Peter McEwan Sr. (3 January 1834 – 10 September 1895) was a Scottish professional golfer and club maker. McEwan placed sixth in the 1861 Open Championship.

==Early life==
McEwan was born in Scotland in 1834 to a family known for their club-making business in Bruntsfield from as early as 1770. He was the son of Douglas McEwan (1809-1886) and the grandson of Peter McEwan (1781-1836).

==Golf career==

===1861 Open Championship===
The 1861 Open Championship was a golf competition held at Prestwick Golf Club, Ayrshire, Scotland.
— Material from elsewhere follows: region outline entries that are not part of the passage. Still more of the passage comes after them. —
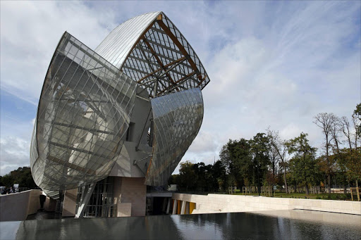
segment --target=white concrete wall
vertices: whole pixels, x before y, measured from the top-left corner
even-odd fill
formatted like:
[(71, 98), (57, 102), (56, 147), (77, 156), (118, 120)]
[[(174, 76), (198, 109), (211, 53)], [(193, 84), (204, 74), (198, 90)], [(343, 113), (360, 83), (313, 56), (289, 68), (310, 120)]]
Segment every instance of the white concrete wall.
[(196, 203), (192, 213), (303, 209), (361, 215), (361, 202), (252, 196), (173, 194), (172, 198)]
[(74, 217), (75, 215), (77, 198), (78, 189), (66, 190), (65, 191), (61, 216)]
[(117, 217), (129, 214), (132, 217), (145, 215), (147, 186), (144, 181), (144, 177), (114, 177), (114, 204), (117, 205)]
[(0, 221), (21, 221), (40, 208), (41, 190), (0, 196)]

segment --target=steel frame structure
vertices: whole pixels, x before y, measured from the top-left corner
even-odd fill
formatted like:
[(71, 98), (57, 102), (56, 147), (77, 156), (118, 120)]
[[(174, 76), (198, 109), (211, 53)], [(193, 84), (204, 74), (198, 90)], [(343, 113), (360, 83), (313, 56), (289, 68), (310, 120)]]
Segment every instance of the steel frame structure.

It was the second Open Championship and the first to open to amateurs as well as professionals. Ten professionals and eight amateurs contested the event, with Tom Morris Sr. winning the championship by 4 shots from Willie Park Sr. McEwan played consistently well, shooting rounds of 56-60-62=178, and finished in sixth place.

==Death==
In September 1895, McEwan travelled from England for a professional tournament at Royal Portrush Golf Club with his son David. He arrived on 10 September but collapsed as he was getting out of his carriage at the club house and died. David and his brothers Douglas and Peter withdrew from the tournament. An inquest determined that he had died from natural causes. His body was taken to Musselburgh, Scotland, for burial.